- Это значит "О чем ты думаешь?" "Я думаю, чем бы таким заняться, чтобы убить время", - отозвался я. "А, совсем забыл тебе сказать. - Он подошел к своему сундуку и, по обыкновению осторожно, нащупал и извлек книжечку в белом, телячьей кожи, переплете. Я сразу узнал кожу из Смитфилда. - Это будет наша мореходная хроника". - "Что, сэр?" - "Морской журнал. Мы собрались пересечь океан, Гусперо. Но мы будем бороздить также умы людские… - Внезапно корабль дернулся, и мистер Мильтон вскинул голову. - Налетел сильный ветер. Слышишь его? Это Господь испытывает нас на равновесие и прочность оснастки". - "Нет, сэр, это что-то другое. Прислушайтесь к крикам моряков. Корабль снимается с якоря. Мы снова поплывем". - "Вновь в океанские просторы. Дикие и безлюдные. Сердце начинает биться сильнее". - "Да, сэр. Только вот от чего - от волнения или от испуга?"
4
Апреля 2-го, 1660. На море качка, многим на корабле выворачивает нутро. Мой досточтимый хозяин сказал: "В нашем рискованном путешествии должно ожидать постоянных тревог. Подай мне зеленый имбирь. - Он разжевал кусочек и выплюнул в ладонь.
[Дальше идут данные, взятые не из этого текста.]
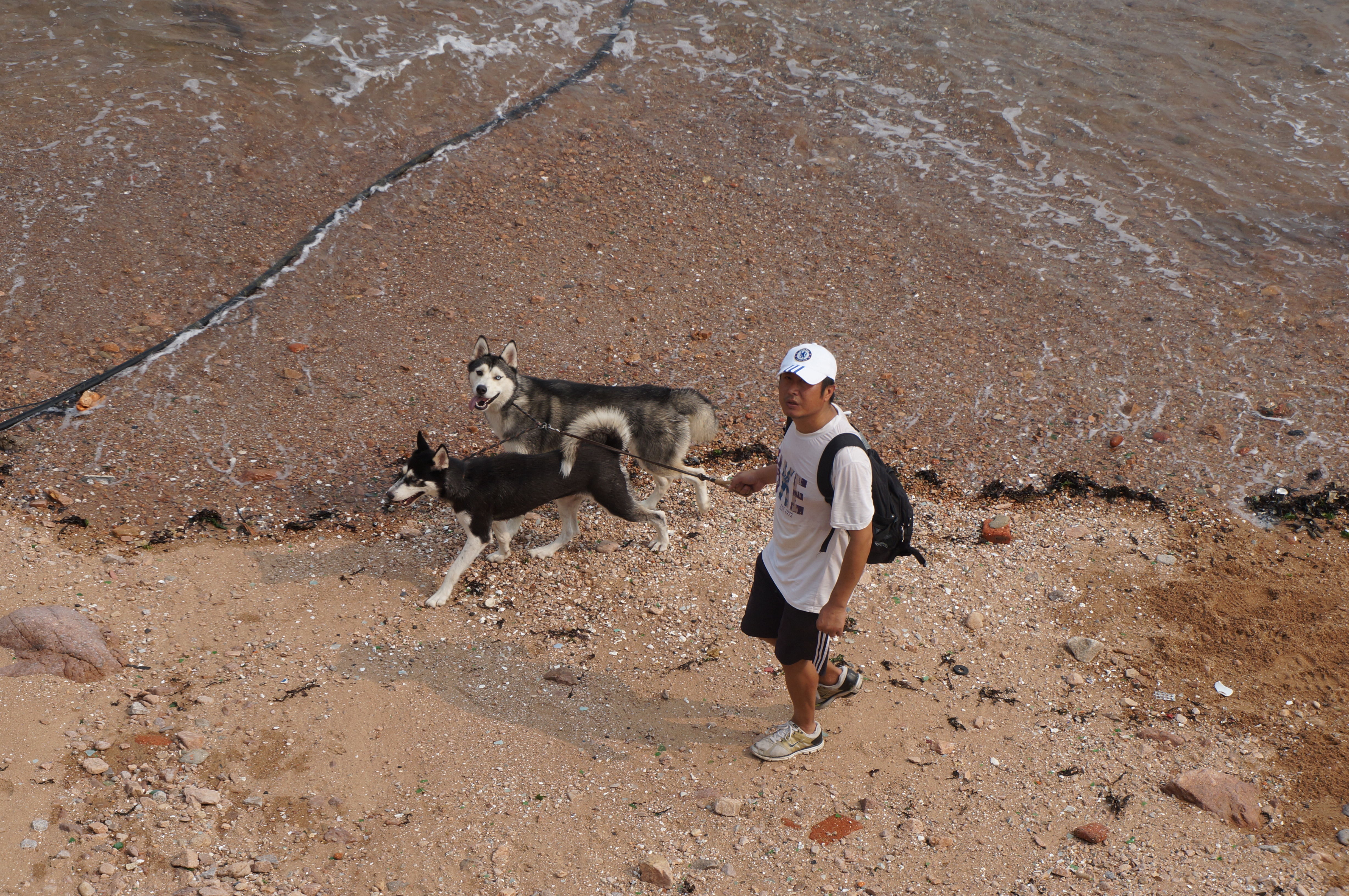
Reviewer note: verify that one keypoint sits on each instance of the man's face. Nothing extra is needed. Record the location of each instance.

Затем сунул остатки в карман своей шерстяной накидки. - Помни, что мы пересекаем неизмеримые и коварные глубины". Корабль ходил ходуном, нас швыряло из угла в угол, и хозяин цеплялся за меня, чтобы не плюхнуться задом на пол. "Следует признать, Гусперо, что в нашем падшем мире все его части, от сложных до простейших, вступили, кажется, в непримиримую борьбу друг с другом". Тут он рыгнул - и я проворно подставил горшок под его блевотину.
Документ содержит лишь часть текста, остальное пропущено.